Theatre-Before-You-Go-Seven

Full Text:

(rev of "Before You Go" at Seven Angels Theatre, 3/15/96)

Theatre Review-

Playwright's First Offering Is Worth Seeing Before It Goes Away

(with cut)

By Julie Stern

WATERBURY - Premise: After some twenty years of scraping by as a freelance

writer in Chicago, Billy has finally stuck it rich in La La Land, producing a

thoroughly trashy television show called "Unexplained Mysteries," which has

enabled him to foot the bills for his three kids' college tuitions, meet the

mortgage payments for a California dream house, provide a home for his widowed

mother-in-law Celia, and even allows his long-suffering wife, Penny, to

fulfill her own dream of a college education.

Crisis strikes when Billy's elderly father, Mac, comes for a ten-day visit and

immediately suffers a massive coronary just as Jerry, Billy's boss, is

demanding 16-hour work days in order to get now episodes ready for the October

sweeps. If Billy is to have any time with Mac before the man dies, it will

cost him his job and all that hard-won financial security.

The weakness in Before You Go , which continues a run at Waterbury's Seven

Angels Theatre until March 24, lies chiefly in abrupt transitions: Billy

follows a speech in which he explains to Penny that he cannot possibly afford

the time by informing Jerry he has decided to shelve the job in favor of

getting to know his father, something that in 47 years he has never done.

That said, Billy spends the next two months on an "oral history" project,

getting Mac's memories down on tape and discovering sides of the remote

traveling salesman neither he nor his beloved dead mother had ever been aware

of.

In the course of these interviews with Mac, slumped in a chair and tied to an

oxygen tank, Billy gains new insights into himself, his work, and even his

resolutely obnoxious mother-in-law, as he gathers material for what will be

his first play - a study of his own family relationships - and the beginning

of a new direction to his career.

The great strength of this world premiere production lies in the masterful

performances of Priscilla Pointer and Robert Symonds as the two parents.

Difficult people, regretful of long lost opportunities, angry over their

present dependency and fearful of the future, Celia and Mac are compellingly

real.

A classic "Mother-In-Law From Hell," Celia, whose total self-centeredness will

not brook watching all that attention being paid someone else, does not become

much more likable by the end of the play, but she does become less of a

monster as she has a chance to unburden her own anxieties.

As Mac, concealing his considerable intelligence and depth behind a facade of

grumpy cantankerousness, Symonds is a mix of pride, loneliness and tough

dignity that is devastatingly on target.

Together they give a message that for all I know may not even have been

consciously intended by the playwright: However much we recognize our parents'

faults and resent them for these faults, we are all too likely to turn out to

repeat the same patterns. Only through the honest confrontation that comes

when they devote the time to genuine communication do Billy and Penny stand

any chance of becoming less dysfunctional than their parents.

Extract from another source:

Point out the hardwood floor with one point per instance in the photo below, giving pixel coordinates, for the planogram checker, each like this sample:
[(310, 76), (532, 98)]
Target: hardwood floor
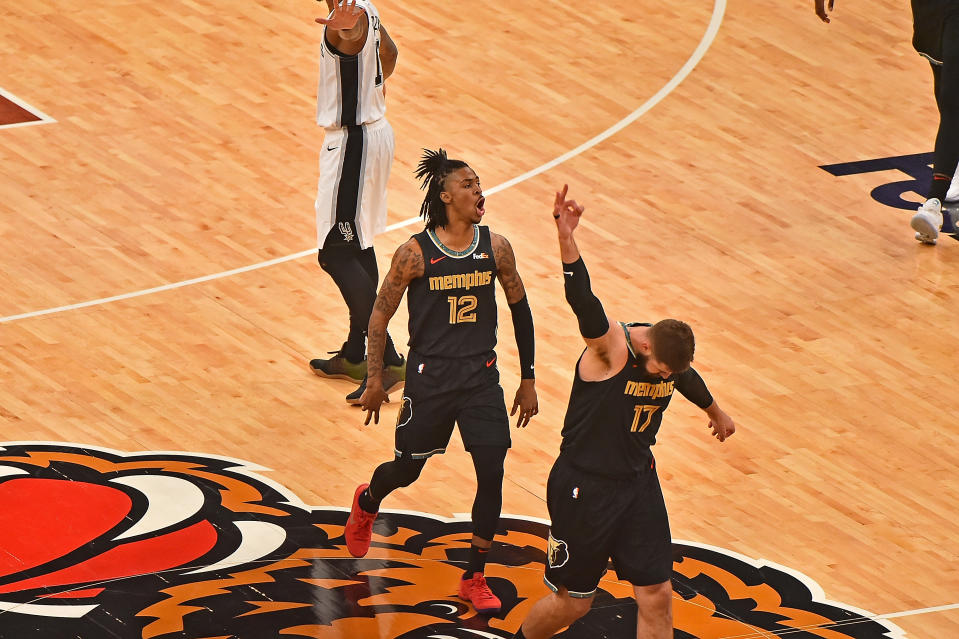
[(185, 146)]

Seven Angels is an Equity Theatre, and all five members of this talented cast

- including R. Bruce Connelly as Billy, Denise Taylor as Penny and Joe Pacheco

as the sleazy Jerry - are clearly professionals. But the show is a labor of

love as well.

Playwright Jim McGinn is an award-winning television producer who was

motivated by his own father's heart attack to write this, his first play. His

friend, and fellow Californian Bill Castellino, who directs the Seven Angels

production, is also a winner of many prizes and awards.

Before it goes, Before You Go is definitely worth a trip to Waterbury for a

gripping and thought-provoking play.

Jim McGinn's Before You Go has an 8 pm curtain Thursday through Saturday, with

2 pm matinees Thursday, Saturday and Sunday. Seven Angels Theatre is at

Hamilton Park Pavilion, Plank Road in Waterbury; telephone 757-4676 for

tickets, directions.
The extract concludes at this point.